Prospective users of an Arbitrum-based decentralized finance (DeFi) project have been left out of pocket following a $2 million exploit.
ក្រុមហ៊ុនសន្តិសុខ Web3 CertiK បានដាក់ទង់ឧបទ្ទវហេតុនេះនៅថ្ងៃទី 21 ខែកុម្ភៈ បន្ទាប់ពីការប្រកាសពីគណនី Hope Finance Twitter ជូនដំណឹងដល់អ្នកប្រើប្រាស់អំពីការបោកប្រាស់។
#សេចក្តីជូនដំណឹងរបស់សហគមន៍ @hope_fin បានប្រកាសថាសហគមន៍ត្រូវបានគេបោកប្រាស់ក្នុងតម្លៃ ~$2 លានដែលធ្វើឱ្យនេះធំជាងគេ # ចេញពីកាមេរ៉ា នៅលើ Arbitrum ក្នុងឆ្នាំ 2023 ។
1.86 លានដុល្លារត្រូវបានផ្ទេរទៅ @ ថនដូកាកា.
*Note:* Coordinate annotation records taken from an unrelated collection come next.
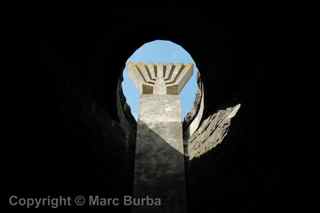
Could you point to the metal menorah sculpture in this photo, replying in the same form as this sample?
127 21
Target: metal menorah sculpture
159 157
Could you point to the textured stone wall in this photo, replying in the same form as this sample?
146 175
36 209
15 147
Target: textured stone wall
211 132
159 159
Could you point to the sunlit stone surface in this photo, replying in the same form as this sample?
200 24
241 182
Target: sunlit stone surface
159 157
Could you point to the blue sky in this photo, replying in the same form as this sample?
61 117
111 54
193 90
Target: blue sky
160 51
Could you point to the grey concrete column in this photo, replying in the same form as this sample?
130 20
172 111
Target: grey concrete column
159 174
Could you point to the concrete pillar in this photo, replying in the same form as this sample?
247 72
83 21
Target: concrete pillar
159 172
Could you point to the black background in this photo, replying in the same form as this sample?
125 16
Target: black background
63 151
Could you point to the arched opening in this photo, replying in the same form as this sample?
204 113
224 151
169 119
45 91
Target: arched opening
161 51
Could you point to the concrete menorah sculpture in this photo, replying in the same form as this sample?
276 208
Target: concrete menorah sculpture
159 157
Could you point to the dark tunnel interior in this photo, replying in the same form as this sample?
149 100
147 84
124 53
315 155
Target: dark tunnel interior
72 140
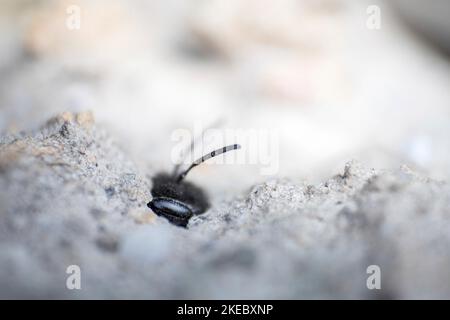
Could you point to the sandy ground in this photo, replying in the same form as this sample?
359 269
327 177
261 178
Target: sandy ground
74 189
70 196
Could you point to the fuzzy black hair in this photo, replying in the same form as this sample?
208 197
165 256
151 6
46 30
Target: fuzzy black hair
166 185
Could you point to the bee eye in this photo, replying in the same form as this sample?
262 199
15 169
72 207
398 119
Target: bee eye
174 210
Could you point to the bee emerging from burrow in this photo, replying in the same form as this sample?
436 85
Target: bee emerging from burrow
178 200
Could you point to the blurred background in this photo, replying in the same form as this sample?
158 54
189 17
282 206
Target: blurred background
315 72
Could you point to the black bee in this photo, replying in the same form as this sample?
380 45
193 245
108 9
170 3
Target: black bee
178 200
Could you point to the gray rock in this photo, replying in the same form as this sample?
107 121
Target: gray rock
70 196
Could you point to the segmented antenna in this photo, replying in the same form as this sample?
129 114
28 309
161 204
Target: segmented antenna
207 157
217 123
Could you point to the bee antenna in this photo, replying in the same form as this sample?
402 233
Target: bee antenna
207 157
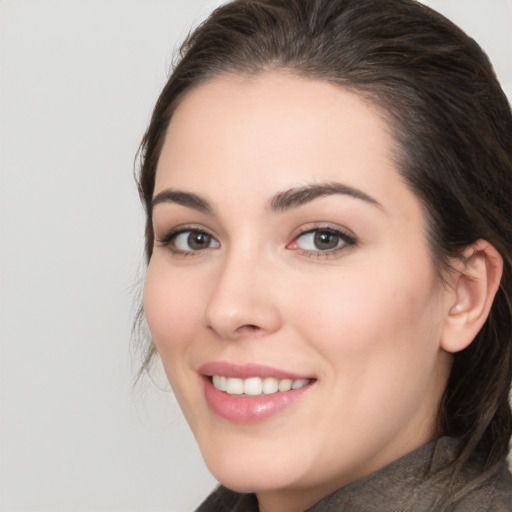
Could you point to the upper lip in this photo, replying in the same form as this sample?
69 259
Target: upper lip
247 370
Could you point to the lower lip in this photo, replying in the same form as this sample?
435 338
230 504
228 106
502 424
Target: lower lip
250 409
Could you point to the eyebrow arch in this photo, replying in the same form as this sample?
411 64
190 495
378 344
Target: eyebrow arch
298 196
187 199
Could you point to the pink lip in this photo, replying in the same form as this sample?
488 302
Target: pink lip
248 409
245 371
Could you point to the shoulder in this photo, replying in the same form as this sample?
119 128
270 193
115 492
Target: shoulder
490 493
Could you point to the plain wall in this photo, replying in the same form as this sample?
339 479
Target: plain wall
78 80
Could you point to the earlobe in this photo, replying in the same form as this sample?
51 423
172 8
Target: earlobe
476 281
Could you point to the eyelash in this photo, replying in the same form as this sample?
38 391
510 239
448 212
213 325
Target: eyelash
170 237
345 239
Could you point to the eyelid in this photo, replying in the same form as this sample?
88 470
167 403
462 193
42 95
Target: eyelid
171 234
346 236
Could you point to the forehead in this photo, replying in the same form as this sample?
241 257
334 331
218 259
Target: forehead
273 131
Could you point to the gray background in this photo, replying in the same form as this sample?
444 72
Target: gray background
78 80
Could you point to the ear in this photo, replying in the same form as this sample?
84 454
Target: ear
475 280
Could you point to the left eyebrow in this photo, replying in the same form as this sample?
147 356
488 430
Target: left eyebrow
298 196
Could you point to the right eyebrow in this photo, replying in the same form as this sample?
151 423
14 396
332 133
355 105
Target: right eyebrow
187 199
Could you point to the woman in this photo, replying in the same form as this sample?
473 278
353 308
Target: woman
327 186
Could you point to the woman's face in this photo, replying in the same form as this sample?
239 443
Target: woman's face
289 252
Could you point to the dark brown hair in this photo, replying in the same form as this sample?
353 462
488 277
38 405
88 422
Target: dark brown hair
453 125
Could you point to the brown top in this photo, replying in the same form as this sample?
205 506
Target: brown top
417 482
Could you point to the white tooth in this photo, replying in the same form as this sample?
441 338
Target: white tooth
219 381
234 386
253 386
285 385
270 385
296 384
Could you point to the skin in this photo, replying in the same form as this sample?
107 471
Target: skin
368 321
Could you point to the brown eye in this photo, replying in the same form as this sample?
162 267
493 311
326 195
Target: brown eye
321 240
193 240
324 240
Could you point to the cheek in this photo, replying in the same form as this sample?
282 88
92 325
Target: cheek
171 308
381 316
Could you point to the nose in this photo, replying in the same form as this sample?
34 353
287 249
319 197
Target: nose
243 301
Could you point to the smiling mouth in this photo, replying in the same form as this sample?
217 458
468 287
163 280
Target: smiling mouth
256 386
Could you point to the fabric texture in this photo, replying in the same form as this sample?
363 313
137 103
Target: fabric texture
416 482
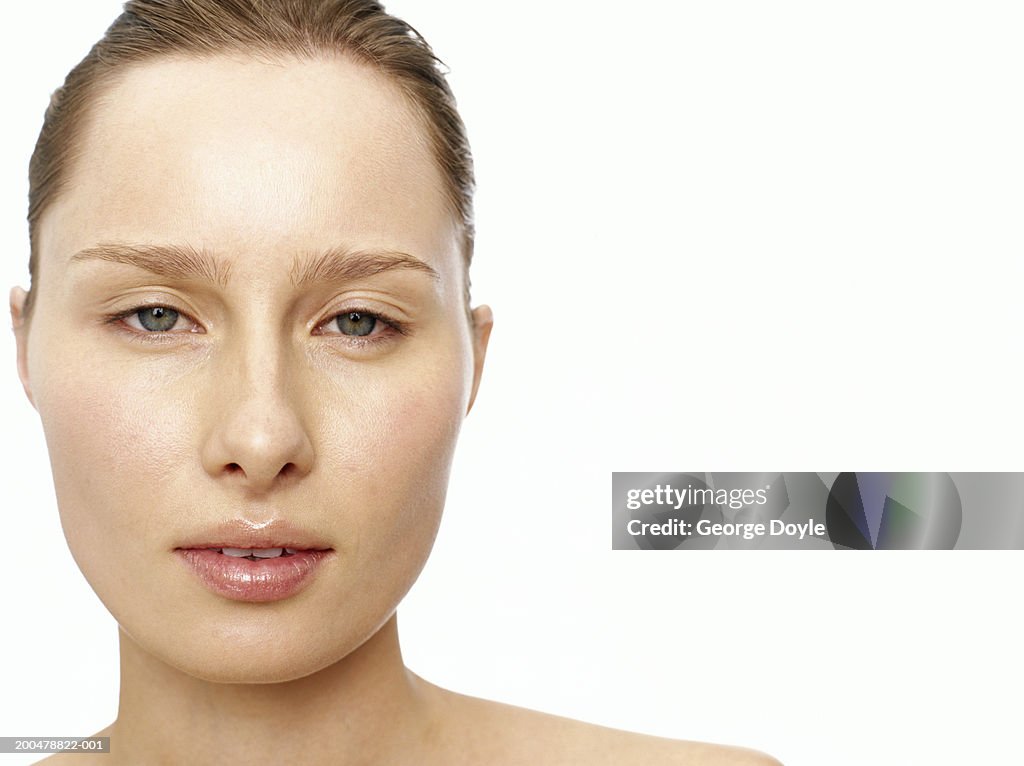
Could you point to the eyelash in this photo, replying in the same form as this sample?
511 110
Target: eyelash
391 327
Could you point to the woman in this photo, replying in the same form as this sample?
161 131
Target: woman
250 342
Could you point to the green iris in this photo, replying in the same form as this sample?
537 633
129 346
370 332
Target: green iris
158 318
354 323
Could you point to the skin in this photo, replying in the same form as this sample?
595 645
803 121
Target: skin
255 405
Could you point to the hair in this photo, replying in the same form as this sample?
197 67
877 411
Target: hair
150 30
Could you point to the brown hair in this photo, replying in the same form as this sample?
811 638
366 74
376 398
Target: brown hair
152 29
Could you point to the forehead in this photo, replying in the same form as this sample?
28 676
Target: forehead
253 160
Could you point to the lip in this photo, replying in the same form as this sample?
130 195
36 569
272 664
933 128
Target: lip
263 580
244 534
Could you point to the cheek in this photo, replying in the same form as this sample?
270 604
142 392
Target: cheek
114 445
391 456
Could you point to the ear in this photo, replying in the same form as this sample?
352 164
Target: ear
17 298
483 321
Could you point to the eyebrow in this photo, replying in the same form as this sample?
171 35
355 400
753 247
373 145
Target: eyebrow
185 262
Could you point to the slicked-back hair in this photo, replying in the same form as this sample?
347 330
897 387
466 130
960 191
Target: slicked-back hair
150 30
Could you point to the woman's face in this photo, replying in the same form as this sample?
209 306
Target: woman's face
315 371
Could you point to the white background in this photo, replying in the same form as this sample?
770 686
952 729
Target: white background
730 236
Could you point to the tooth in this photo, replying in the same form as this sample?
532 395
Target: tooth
266 552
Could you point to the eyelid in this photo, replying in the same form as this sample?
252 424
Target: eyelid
121 317
383 318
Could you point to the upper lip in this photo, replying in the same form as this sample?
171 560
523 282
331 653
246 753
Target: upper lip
241 533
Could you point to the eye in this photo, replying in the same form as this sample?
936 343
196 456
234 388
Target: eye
155 318
356 324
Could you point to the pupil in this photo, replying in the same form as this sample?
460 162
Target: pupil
356 324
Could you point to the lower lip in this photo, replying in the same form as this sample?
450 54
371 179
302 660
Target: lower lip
243 580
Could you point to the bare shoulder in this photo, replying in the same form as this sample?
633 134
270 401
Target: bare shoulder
491 732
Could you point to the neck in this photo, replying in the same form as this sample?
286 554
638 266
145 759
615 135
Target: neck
365 709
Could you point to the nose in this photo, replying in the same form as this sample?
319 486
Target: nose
258 438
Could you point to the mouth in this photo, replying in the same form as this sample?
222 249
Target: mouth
243 560
255 554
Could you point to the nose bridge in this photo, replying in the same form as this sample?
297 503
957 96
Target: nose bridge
259 432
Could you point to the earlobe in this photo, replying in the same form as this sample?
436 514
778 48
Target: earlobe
17 299
483 321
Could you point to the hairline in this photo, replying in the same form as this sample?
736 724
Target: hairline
98 90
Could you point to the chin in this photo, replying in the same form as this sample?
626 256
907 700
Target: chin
261 647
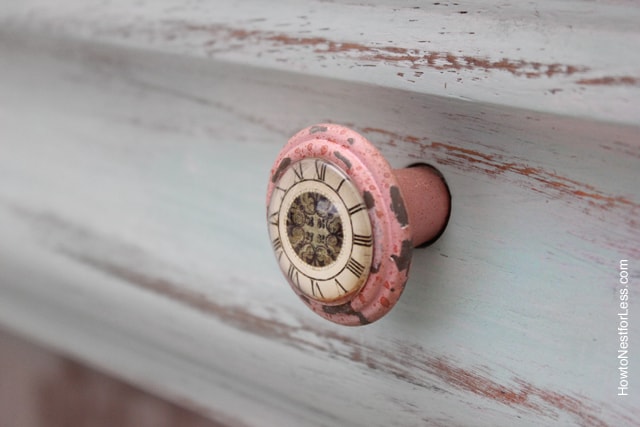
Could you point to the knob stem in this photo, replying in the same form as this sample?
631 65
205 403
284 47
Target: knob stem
428 202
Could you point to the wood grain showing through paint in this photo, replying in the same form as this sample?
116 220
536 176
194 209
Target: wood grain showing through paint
409 363
225 39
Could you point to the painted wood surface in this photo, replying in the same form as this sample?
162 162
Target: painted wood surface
133 167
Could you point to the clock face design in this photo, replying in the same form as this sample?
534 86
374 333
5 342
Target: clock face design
320 230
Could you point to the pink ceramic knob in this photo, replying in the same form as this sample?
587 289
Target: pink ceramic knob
343 224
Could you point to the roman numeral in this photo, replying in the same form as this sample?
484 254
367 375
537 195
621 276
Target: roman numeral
355 267
299 173
362 240
274 218
357 208
321 170
315 285
292 274
277 244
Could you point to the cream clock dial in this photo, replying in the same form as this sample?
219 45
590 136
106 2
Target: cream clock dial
320 230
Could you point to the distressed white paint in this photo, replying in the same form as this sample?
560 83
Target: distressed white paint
122 164
539 52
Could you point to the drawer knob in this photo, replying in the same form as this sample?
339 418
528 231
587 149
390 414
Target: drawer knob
343 224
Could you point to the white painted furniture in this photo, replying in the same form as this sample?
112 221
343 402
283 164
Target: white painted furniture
135 143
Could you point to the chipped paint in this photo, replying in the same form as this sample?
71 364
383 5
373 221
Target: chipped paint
227 38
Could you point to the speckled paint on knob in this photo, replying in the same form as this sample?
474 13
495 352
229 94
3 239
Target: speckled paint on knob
339 224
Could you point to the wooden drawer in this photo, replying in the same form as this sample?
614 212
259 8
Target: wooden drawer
135 147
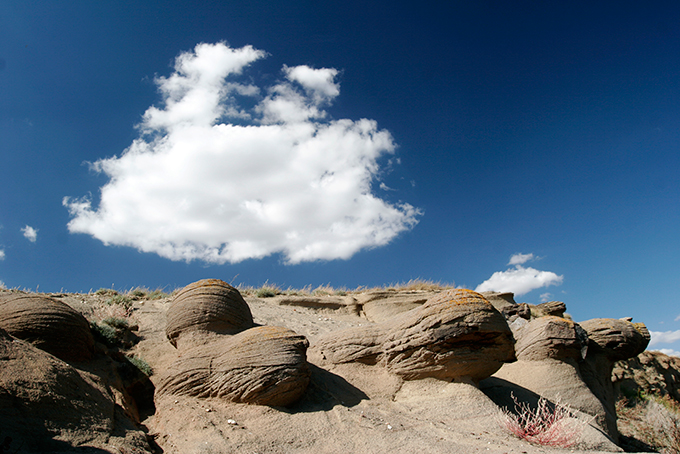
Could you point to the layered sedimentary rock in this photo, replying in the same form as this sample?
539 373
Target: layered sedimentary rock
455 334
560 359
49 406
208 305
48 324
550 337
264 365
649 373
611 340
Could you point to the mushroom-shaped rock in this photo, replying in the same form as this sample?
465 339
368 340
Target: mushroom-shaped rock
455 334
549 337
617 339
611 340
209 305
265 365
48 324
500 300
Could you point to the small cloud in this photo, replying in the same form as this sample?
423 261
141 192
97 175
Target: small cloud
519 280
664 337
519 259
669 352
225 171
30 233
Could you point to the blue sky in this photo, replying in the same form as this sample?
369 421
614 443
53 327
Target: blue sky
530 146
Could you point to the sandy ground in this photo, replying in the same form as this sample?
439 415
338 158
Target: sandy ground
351 408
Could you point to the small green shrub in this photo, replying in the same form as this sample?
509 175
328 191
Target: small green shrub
141 364
106 334
120 300
116 322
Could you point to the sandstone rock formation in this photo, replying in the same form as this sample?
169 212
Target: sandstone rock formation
263 365
649 372
549 337
560 359
379 306
48 324
455 334
49 406
208 305
611 340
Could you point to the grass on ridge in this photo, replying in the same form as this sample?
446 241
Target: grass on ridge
268 290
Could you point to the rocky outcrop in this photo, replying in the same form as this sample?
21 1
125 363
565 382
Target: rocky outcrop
651 373
455 334
263 365
208 305
379 306
549 337
49 406
560 359
48 324
611 340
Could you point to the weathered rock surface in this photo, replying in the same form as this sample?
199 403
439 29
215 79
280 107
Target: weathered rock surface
208 305
556 308
265 365
500 300
611 340
380 306
617 339
455 334
46 405
649 372
48 324
549 337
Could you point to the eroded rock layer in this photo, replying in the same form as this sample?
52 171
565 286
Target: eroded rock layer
455 334
207 305
265 365
48 324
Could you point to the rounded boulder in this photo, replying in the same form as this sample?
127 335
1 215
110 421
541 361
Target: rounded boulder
455 334
48 324
265 365
209 305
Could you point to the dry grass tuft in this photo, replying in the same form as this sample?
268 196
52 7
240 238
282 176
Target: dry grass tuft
549 424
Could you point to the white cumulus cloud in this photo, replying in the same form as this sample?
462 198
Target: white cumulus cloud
664 337
226 171
519 280
519 259
30 233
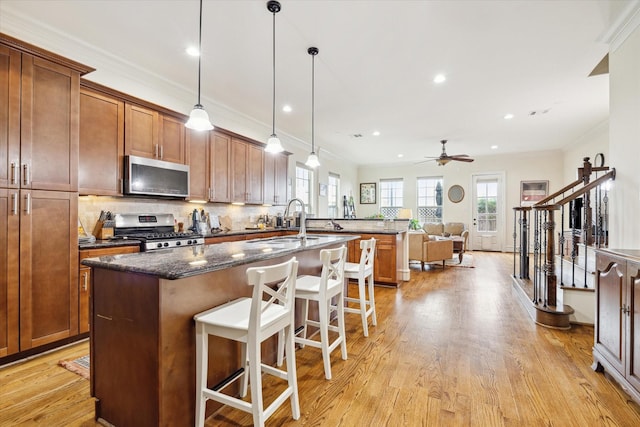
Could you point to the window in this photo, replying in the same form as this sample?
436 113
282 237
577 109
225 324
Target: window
304 185
430 199
487 200
391 197
332 195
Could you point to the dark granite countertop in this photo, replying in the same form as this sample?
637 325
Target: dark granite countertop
189 261
369 231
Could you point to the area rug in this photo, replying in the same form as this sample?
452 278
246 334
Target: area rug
80 366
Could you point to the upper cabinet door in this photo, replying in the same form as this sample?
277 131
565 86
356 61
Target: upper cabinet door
142 130
50 125
220 162
198 160
101 144
172 137
9 117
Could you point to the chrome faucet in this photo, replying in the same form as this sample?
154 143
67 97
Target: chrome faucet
303 229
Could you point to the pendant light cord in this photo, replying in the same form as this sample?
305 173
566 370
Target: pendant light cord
199 52
313 103
273 110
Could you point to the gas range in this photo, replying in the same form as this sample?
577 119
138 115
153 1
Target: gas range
155 231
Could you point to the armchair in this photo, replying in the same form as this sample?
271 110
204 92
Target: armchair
422 249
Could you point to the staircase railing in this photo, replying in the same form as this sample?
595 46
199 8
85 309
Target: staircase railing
584 198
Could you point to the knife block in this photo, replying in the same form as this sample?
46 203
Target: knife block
103 230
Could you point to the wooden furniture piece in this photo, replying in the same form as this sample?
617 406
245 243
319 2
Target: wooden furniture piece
387 258
246 172
363 272
251 321
39 118
142 359
323 289
100 169
423 249
84 284
616 346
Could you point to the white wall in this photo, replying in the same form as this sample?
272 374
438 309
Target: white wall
540 165
624 70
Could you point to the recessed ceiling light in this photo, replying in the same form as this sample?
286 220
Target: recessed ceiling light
440 78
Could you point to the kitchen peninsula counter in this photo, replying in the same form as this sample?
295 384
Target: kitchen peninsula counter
142 329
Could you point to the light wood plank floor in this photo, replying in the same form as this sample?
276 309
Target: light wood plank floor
452 348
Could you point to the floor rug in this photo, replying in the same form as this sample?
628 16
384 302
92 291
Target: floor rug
80 366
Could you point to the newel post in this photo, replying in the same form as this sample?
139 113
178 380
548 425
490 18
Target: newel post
548 227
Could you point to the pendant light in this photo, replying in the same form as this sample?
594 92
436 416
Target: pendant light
312 161
273 143
198 118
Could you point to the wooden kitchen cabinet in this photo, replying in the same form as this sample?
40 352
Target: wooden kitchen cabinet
276 169
246 172
39 103
198 154
152 134
9 272
386 259
84 282
617 324
220 163
39 144
48 267
101 161
10 66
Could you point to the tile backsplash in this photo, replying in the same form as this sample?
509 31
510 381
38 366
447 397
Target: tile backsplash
89 208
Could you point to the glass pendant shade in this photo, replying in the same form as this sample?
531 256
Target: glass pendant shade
313 161
199 119
273 145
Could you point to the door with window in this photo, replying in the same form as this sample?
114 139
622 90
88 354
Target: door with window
487 231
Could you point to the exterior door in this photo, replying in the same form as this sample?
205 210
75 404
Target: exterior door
487 232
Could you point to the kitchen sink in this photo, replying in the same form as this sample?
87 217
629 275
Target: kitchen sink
281 239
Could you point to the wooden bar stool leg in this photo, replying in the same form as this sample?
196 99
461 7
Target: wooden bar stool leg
372 301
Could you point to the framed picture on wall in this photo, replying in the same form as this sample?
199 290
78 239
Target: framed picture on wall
531 192
367 193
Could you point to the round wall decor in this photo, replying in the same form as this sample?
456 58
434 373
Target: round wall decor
456 193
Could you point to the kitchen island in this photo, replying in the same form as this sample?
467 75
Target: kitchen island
142 331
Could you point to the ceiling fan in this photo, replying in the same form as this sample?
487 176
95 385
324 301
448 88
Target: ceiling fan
444 158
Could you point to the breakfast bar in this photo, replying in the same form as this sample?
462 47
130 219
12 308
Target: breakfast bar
142 332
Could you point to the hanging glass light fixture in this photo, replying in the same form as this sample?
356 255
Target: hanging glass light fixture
312 161
273 143
198 118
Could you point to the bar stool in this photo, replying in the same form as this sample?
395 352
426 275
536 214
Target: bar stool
251 321
322 289
363 271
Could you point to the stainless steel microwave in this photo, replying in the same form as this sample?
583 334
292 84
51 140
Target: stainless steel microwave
150 177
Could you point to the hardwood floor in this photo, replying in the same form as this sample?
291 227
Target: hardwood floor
452 348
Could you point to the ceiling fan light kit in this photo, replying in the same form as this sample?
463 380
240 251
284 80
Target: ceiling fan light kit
444 158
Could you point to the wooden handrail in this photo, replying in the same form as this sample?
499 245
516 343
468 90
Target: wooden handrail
609 175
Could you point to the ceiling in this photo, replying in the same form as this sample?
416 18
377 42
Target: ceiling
374 71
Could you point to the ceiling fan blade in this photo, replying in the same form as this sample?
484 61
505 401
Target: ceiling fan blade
461 159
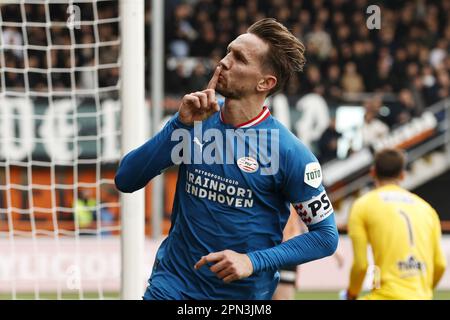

Hope_fin បានបង្ហោះជំហានសម្រាប់អ្នកប្រើប្រាស់ដើម្បីដក LP ភាគហ៊ុនរបស់ពួកគេ។https://t.co/hJbFXiKujt
- CertiK Alert (@CertiKAlert) ខែកុម្ភៈ 21, 2023
Details of the project are difficult to come by. The platform’s Twitter account was launched in January 2023 and outlined plans for an algorithmic stablecoin called Hope token (HOPE), which dynamically adjusts its supply relative to the price of Ether (សាកលវិទ្យាល័យ ETH).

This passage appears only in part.